By far, the most devastating new allegation involved her claim that Vance was the father of two of her eight children, but refused accountability for them.
“In my experience, in many different areas, the law does not apply to him,” Brennan said of the recently retired general. “On a personal note, he fathered two children with me. He’s not responsible to pay or to have those children under his responsibility.”
Brennan, who previously went public in a Global News interview, spoke in detail about what information she had handed over to military police, saying she had given them tape recordings and text message conversations with Vance.
She told the four-party committee that she was interviewed over two days by investigators and that she had not initiated the complaint against Vance, but rather that it was filed at the urging of senior army staff.
When the first story broke with allegations of misconduct, Brennan claimed Vance tried to intimidate her into silence and told her to lie to investigators.
“It’s recorded and the [Canadian Forces National Investigation Service] has all of the recordings of him directing me what to say, what not to say, how to say it, what not to say, what to exclude, how to perjure myself and to lie,” she said, adding that, while there was no threat of bodily harm, the impression was left that there “were consequences for not following his orders.”
She said there has been little followup from investigators.
“I definitely feel that there will not be justice for me and, in all honesty, that’s OK because if my speaking out can change everything for other women to come forward, and to change our policies, that’s OK with me,” Brennan said.
In earlier testimony Thursday night before the status of women committee, the acting head of military personnel, Maj-Gen. Steve Whalen spoke about how the loss of trust in leadership has been devastating for the military.

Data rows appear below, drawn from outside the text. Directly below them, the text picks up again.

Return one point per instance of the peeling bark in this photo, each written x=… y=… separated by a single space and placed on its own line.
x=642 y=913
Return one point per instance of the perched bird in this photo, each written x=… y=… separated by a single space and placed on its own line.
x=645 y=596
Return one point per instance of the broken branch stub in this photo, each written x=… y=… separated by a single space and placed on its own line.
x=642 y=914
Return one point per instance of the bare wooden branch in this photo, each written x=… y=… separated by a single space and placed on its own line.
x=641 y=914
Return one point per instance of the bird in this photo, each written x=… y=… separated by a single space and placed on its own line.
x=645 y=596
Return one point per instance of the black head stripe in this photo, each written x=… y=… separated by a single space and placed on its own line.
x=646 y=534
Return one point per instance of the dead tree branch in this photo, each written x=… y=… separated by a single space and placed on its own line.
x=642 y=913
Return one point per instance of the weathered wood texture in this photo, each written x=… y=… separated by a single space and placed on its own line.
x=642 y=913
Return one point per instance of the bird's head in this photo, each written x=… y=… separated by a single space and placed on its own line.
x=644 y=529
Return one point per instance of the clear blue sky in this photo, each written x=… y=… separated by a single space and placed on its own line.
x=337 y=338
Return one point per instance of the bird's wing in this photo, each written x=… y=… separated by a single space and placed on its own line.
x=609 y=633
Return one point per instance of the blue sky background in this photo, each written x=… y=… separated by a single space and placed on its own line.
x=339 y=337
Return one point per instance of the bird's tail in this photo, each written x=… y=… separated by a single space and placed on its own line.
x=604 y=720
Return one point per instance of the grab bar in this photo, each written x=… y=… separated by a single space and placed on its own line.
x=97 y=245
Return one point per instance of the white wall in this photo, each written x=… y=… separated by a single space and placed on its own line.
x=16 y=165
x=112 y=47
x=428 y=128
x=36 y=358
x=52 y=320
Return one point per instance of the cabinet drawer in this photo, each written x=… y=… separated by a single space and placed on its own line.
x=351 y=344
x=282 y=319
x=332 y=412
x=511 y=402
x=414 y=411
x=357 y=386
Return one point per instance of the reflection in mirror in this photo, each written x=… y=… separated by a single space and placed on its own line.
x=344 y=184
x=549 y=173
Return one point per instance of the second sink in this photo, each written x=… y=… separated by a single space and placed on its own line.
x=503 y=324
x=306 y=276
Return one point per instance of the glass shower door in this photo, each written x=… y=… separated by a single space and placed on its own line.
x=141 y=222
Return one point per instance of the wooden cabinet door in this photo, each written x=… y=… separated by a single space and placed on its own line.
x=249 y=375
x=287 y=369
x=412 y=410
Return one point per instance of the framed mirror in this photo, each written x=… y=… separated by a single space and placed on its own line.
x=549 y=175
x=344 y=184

“That was reinforced to me when I listened to the testimony on Tuesday,” said Whalen, referring to the appearance of four survivors of sexual assault before the committee.
Aviator Emily Tulloch told MPs how she was raped one month into her basic training and then assaulted a second time as she trained to be aircraft technician.
Whalen was left dismayed.
“I have a daughter who is 22 years old and [who is] considering joining the Canadian Forces. It was like a punch in the gut and I still feel it even right now as I am speaking,” he said.
Whalen said he is still processing everything he’s learned since the crisis began.